Picture from Inspector Gadget
Overall C+

A human Swiss Army knife, Inspector Gadget was a very animated individual - especially on weekday afternoons when his cartoon ran for the after-school crowd. In this live-action version, he is played by Matthew Broderick.

Violence C
Sexual Content A-
Profanity A-
Substance Use B+

MPAA Rating: PG for whacky violence/action, language and innuendo

Inspector Gadget

A human Swiss Army knife, Inspector Gadget was a very animated individual - especially on weekday afternoons when his cartoon played to the after-school crowd. But now Disney has put Gadget into the real world, and although the effects are amazing, you get the feeling this thing just isn't going to fly - even with a helicopter stuck under his hat.

Ever wonder how this cross between human and machine was created? The movie provides the answer to the question the cartoon never asked. In the beginning there was John Brown (Matthew Broderick), a security guard yearning to do real police work. Guarding a lab where Brenda Bradford (Joey Fisher) and her father were doing research on mind controlled robots, Brown was the first to jump to action when the evil Sanford Scolex (Rupert Everett), otherwise known as "Claw", sent in a team to capture Bradford's prized work - a mind controlled foot. When Brown pursued the thugs, his car rolled leaving him an easy target for Scolex's stick of dynamite.

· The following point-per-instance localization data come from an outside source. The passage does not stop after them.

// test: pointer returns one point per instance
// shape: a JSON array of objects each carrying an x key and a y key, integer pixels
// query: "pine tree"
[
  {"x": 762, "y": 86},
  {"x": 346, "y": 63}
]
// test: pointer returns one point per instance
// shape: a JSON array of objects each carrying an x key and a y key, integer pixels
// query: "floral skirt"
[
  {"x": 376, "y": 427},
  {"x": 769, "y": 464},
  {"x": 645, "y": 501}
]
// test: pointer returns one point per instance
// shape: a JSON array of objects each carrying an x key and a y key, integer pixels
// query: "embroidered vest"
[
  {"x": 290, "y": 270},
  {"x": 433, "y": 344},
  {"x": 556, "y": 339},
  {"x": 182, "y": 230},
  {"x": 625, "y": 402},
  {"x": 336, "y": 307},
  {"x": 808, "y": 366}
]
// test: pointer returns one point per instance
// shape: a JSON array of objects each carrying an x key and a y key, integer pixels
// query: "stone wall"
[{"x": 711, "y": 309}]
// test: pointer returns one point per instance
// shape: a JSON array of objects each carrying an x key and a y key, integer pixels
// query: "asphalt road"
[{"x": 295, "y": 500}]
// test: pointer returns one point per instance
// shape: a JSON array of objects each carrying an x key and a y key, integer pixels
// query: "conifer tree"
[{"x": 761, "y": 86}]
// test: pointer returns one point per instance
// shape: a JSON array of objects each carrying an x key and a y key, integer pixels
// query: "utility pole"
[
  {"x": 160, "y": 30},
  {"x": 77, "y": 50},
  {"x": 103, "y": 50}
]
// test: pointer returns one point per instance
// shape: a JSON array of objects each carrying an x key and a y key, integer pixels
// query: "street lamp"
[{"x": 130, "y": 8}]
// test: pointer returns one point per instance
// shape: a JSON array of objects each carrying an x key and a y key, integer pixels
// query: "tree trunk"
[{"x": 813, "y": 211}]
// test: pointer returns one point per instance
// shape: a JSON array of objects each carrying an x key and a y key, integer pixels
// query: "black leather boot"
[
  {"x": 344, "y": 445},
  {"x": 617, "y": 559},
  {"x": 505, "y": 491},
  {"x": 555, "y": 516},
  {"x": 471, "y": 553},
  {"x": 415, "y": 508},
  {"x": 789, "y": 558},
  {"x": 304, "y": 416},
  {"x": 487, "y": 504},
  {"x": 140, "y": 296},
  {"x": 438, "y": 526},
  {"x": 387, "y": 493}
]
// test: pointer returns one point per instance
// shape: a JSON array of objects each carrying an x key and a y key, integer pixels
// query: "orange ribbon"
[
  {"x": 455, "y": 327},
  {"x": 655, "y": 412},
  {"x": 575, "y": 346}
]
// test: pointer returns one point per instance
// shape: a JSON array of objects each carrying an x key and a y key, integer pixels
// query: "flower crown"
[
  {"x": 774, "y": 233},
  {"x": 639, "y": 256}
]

With her father dead, Brenda wants to do anything she can to save the seriously injured man who tried to capture her father's killers, so she puts her robotic research into Brown's body, and turns him into Inspector Gadget. Though an awkward learning period follows, with Gadget sticking his extending head through ceilings and having odd things pop out of his fingers, he soon masters the "go-go-gadget" command.

For children, especially those who have seen the cartoon, Gadget will likely entertain but parents may want to monitor the comic violence. The one death, the result of a light-ray weapon, is not seen. Other concerns include Gadget's misdirected aim when a meditating guru asks him to focus on two balls, reckless driving, dismembered human-like robotic parts, and an evil Gadget clone equipped with machine guns and a flamethrower.

The movie's short length is both a curse and a blessing. A Polaroid print can barely develop in this much time, let alone a character. Yet if a movie can't be good, at least it should be short. "Go-go-gadget credits!"